Beerball Posted August 5, 2011 Posted August 5, 2011 The best one is the Halloween paranoia. At some point in the not-so-distant past, it became common knowledge that only horrible parents don't meticulously rake through their kids' trick or treating candy on Halloween night because random creeps love to use hypodermic needles to poison the candy. There have been exactly TWO (2) reported cases of children getting sick from Halloween candy, and in both cases the kid was poisoned by a member of their own family. Jesus, your showing your naïveté. Parents rake through their kids halloween candy to pluck out their favorites. How many Reece's cups do you think that my kids got their hands on?
SageAgainstTheMachine Posted August 5, 2011 Posted August 5, 2011 Jesus, your showing your naïveté. Parents rake through their kids halloween candy to pluck out their favorites. How many Reece's cups do you think that my kids got their hands on? Poor kids. At least save them a trip to the dentist and steal the Milk Duds.
Cugalabanza Posted August 5, 2011 Posted August 5, 2011 Poor kids. At least save them a trip to the dentist and steal the Milk Duds. Blech! Milk Duds "duds" is right.
Jauronimo Posted August 5, 2011 Posted August 5, 2011 Blech! Milk Duds "duds" is right. Sweet on the outside, poison on the inside.
DC Tom Posted August 5, 2011 Posted August 5, 2011 I was agreeing with Joe Miner and indirectly responding to DC Tom's "What 14 year old needs a sitter?" At 14 there was no sitter. Niether at 13 did anyone watch; nor at 12 when I first used a 12 guage on birds did I ever get "babysat" !!! So ya to see that a 14 year old today needs a babysitter is in my book the "pussification" of teenage boys not that the kid was banging his babysitter. Good for him BTW. What constantly horny 14 year old boy doesn't dream about doing this exact same thing with some pretty lass? Think back to the time when you were 14 HONESTLY GUYS, there had to be at least one girl you dwelled on the coud make your Rocketship 7 take off for the moon. Today the thought police clamp down on kids that just want to be friends I've seen it over and over by overly protective parents who coddle their kids. I was involved in scouting a few years back and the reasons these parents gave for not allowing their kid to go camping (this is Boy Scouts who do go camping BTW) just floored me. "Johnny will get homesick" "Mikey might get poison ivy" "Alex doesn't know how to swim"....ya we thaught them to swim BTW, at least the ones who were allowed to go to camp and that grand-daddy of all excuses "we don't allow richie to be alone with other people" That poor kid was screwed for life and not by some pretty young thing Truth be told, the last time my parents ever got me a baby-sitter, I was probably 14...and was hitting on the babysitter (in clumsy 14-year old fashion) all night. Cute, lithe blonde thing. Nice B-cups. Ah, memories...
Cugalabanza Posted August 5, 2011 Posted August 5, 2011 A cousin of mine actually pulled off the babysitter bang. His parents had a lot of money and he had two younger siblings. So, they’d hire this supercute&sexy babysitter to watch the little ones even though my cousin was like 15. The sitter was probably 17 or 18 at the time. Somehow, he managed to finagle his way in with her. A couple years later, he actually dated her openly for a while. She was really gorgeous. I was quite jealous of that scoundrel bastard.

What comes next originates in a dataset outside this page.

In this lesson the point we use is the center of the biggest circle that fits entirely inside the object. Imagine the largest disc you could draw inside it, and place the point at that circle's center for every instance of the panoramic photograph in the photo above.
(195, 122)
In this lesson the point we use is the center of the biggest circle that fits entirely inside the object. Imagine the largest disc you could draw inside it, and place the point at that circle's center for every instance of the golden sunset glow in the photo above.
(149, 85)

SageAgainstTheMachine Posted August 5, 2011 Posted August 5, 2011 Truth be told, the last time my parents ever got me a baby-sitter, I was probably 14...and was hitting on the babysitter (in clumsy 14-year old fashion) all night. Cute, lithe blonde thing. Nice B-cups. Ah, memories... You called her an idiot, didn't you?
DC Tom Posted August 5, 2011 Posted August 5, 2011 You called her an idiot, didn't you? No. I mean, she was...but no.

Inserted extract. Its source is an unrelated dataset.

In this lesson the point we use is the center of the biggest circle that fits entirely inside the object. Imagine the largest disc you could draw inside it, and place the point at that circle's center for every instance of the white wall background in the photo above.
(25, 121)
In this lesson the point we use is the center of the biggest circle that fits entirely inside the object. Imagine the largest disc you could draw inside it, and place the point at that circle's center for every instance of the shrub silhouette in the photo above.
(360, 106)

Jauronimo Posted August 5, 2011 Posted August 5, 2011 You called her an idiot, didn't you? He whispered sweet nothings in her ear, "Die, Babysitter, Die!"
DC Tom Posted August 5, 2011 Posted August 5, 2011 He whispered sweet nothings in her ear, "Die, Babysitter, Die!" Please. I'm not a psychopath, I'm a nerd. I whispered "e to the u, du, dx, e to the x dx..."

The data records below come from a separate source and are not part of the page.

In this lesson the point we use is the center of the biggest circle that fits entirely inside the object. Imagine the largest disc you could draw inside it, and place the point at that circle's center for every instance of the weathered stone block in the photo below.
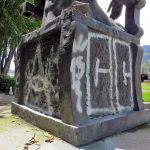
(82, 76)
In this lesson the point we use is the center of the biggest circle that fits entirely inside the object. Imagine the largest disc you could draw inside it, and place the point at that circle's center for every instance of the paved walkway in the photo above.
(16, 133)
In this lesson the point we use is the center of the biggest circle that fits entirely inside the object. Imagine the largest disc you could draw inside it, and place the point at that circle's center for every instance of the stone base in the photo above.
(91, 131)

Jauronimo Posted August 5, 2011 Posted August 5, 2011 Please. I'm not a psychopath, I'm a nerd. I whispered "e to the u, du, dx, e to the x dx..." I don't know man, you must not have said it right. If you dropped that line and she didn't mount you right then and there, then she's either a total B or a lezzer. Integration is a panty dropper.